An oleaginous yeast platform for renewable 1-butanol synthesis based on a heterologous CoA-dependent pathway and an endogenous pathway.

BACKGROUND: Microbial biofuel production provides a promising sustainable alternative to fossil fuels. 1-Butanol is recognized as an advanced biofuel and is gaining attention as an ideal green replacement for gasoline. In this proof-of-principle study, the oleaginous yeast Yarrowia lipolytica was first engineered with a heterologous CoA-dependent pathway and an endogenous pathway, respectively.
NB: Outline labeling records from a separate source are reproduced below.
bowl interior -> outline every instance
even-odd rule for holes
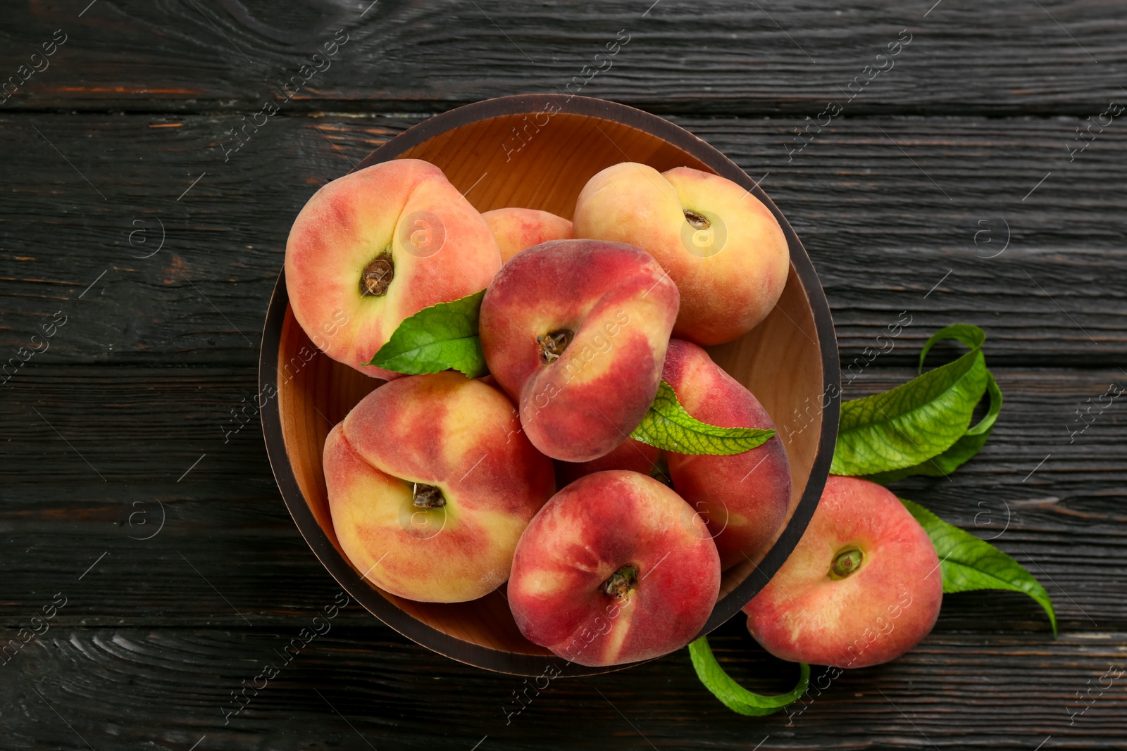
[[[836,345],[825,341],[825,324],[819,336],[811,296],[820,309],[825,307],[825,298],[816,279],[811,288],[813,268],[789,224],[762,191],[753,187],[747,176],[719,152],[665,120],[620,106],[604,111],[609,102],[587,105],[587,111],[565,109],[551,115],[536,98],[523,98],[523,101],[508,102],[492,110],[482,108],[489,104],[471,106],[478,111],[461,118],[447,117],[459,110],[434,118],[446,117],[453,120],[451,123],[428,120],[424,125],[429,128],[416,126],[374,152],[361,167],[393,158],[425,159],[442,168],[479,211],[522,206],[570,218],[583,186],[605,167],[622,161],[644,162],[657,170],[686,166],[722,173],[754,189],[755,195],[775,211],[787,231],[791,243],[791,272],[778,306],[748,334],[709,348],[712,358],[760,399],[775,422],[779,439],[787,447],[793,490],[788,525],[780,530],[780,536],[788,539],[783,540],[786,544],[775,545],[775,548],[787,549],[772,551],[772,557],[779,560],[760,570],[760,581],[755,585],[747,580],[761,563],[762,555],[760,560],[748,560],[725,573],[718,606],[706,628],[710,631],[745,605],[790,553],[813,512],[810,506],[807,513],[792,519],[804,491],[808,483],[816,485],[811,488],[816,502],[825,482],[826,471],[822,465],[828,467],[828,458],[819,459],[825,457],[826,442],[823,394],[829,385],[824,350],[832,346],[833,365],[836,366]],[[633,114],[637,114],[637,122],[631,122]],[[664,123],[664,126],[655,128],[654,122]],[[802,274],[796,270],[796,263]],[[308,513],[299,513],[301,509],[294,508],[294,499],[287,497],[286,500],[310,545],[361,602],[410,638],[480,667],[540,674],[535,665],[542,665],[543,658],[550,653],[520,634],[504,587],[472,602],[414,602],[367,583],[362,572],[347,562],[329,516],[321,450],[329,429],[383,382],[318,351],[285,304],[284,279],[279,279],[278,288],[272,309],[275,304],[283,305],[284,313],[278,311],[281,325],[277,327],[273,364],[276,370],[269,375],[277,384],[277,428],[284,442],[285,463],[300,490],[301,498],[296,502],[304,504]],[[825,316],[828,319],[827,310]],[[264,368],[269,367],[266,347],[264,345]],[[833,421],[836,423],[836,402],[828,401],[834,404]],[[267,442],[269,440],[267,435]],[[829,436],[831,447],[832,442],[833,436]],[[273,454],[272,462],[277,474],[279,462]],[[816,463],[818,472],[811,475]],[[285,494],[281,474],[278,479]],[[802,506],[805,509],[806,503]],[[747,585],[742,585],[745,582]],[[737,588],[738,592],[733,596]],[[740,601],[734,601],[737,599]],[[573,673],[605,670],[577,665],[569,669]]]

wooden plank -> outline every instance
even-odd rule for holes
[[[0,682],[5,748],[1028,751],[1048,735],[1049,748],[1127,748],[1124,679],[1109,674],[1124,664],[1121,632],[1055,642],[932,635],[896,662],[836,680],[815,669],[824,690],[790,714],[742,717],[698,682],[684,650],[624,672],[541,681],[524,705],[514,698],[522,679],[460,665],[387,629],[330,624],[285,661],[282,650],[317,613],[294,614],[285,628],[55,626],[5,667],[19,671]],[[757,649],[742,624],[724,632],[712,644],[733,676],[763,691],[793,685],[795,667]],[[266,664],[275,678],[264,678]],[[248,688],[234,714],[232,692],[245,686],[259,690]],[[1080,714],[1076,694],[1089,688]]]
[[[1065,430],[1085,400],[1097,403],[1109,382],[1127,377],[995,373],[1005,405],[982,454],[950,480],[908,480],[897,492],[996,537],[1045,583],[1063,632],[1127,631],[1125,405],[1093,409],[1071,445]],[[873,366],[848,396],[909,375]],[[257,390],[252,369],[38,365],[6,388],[0,626],[18,627],[20,608],[70,587],[82,594],[60,617],[76,626],[233,628],[246,617],[258,627],[291,623],[331,597],[331,578],[277,495],[258,423],[224,444],[231,409]],[[951,598],[941,623],[950,632],[1047,628],[1031,600],[993,592]]]
[[[294,111],[431,111],[570,84],[680,114],[815,117],[837,100],[851,115],[1094,117],[1124,96],[1115,71],[1127,63],[1125,20],[1111,0],[990,9],[863,0],[833,12],[822,3],[647,5],[131,0],[97,3],[81,17],[70,5],[25,6],[0,32],[3,75],[27,79],[16,79],[21,86],[5,106],[250,115],[275,100]],[[63,45],[33,61],[55,29]],[[334,38],[347,42],[314,61]],[[627,41],[611,47],[616,54],[596,57],[616,38]],[[898,38],[911,43],[877,57]],[[48,66],[20,71],[33,62]],[[303,65],[299,83],[308,82],[296,97],[273,91]],[[863,93],[850,100],[854,79]]]
[[[255,363],[293,216],[414,122],[275,117],[224,163],[228,116],[0,117],[3,357],[62,311],[36,361]],[[766,175],[818,269],[844,363],[882,346],[906,311],[885,355],[902,365],[956,321],[987,328],[996,363],[1121,364],[1122,133],[1070,162],[1063,120],[860,118],[789,157],[793,118],[677,122]]]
RESULTS: The co-overexpression of two heterologous genes ETR1 and EutE resulted in the production of 1-butanol at a concentration of 65 μg/L. Through the overexpression of multiple 1-butanol pathway genes, the titer was increased to 92 μg/L. Cofactor engineering through endogenous overexpression of a glyceraldehyde-3-phosphate dehydrogenase and a malate dehydrogenase further led to titer improvements to 121 μg/L and 110 μg/L, respectively. In addition, the presence of an endogenous 1-butanol production pathway and a gene involved in the regulation of 1-butanol production was successfully identified in Y. lipolytica. The highest titer of 123.0 mg/L was obtained through this endogenous route by combining a pathway gene overexpression strategy.

CONCLUSIONS: This study represents the first report on 1-butanol biosynthesis in Y. lipolytica. The results obtained in this work lay the foundation for future engineering of the pathways to optimize 1-butanol production in Y. lipolytica.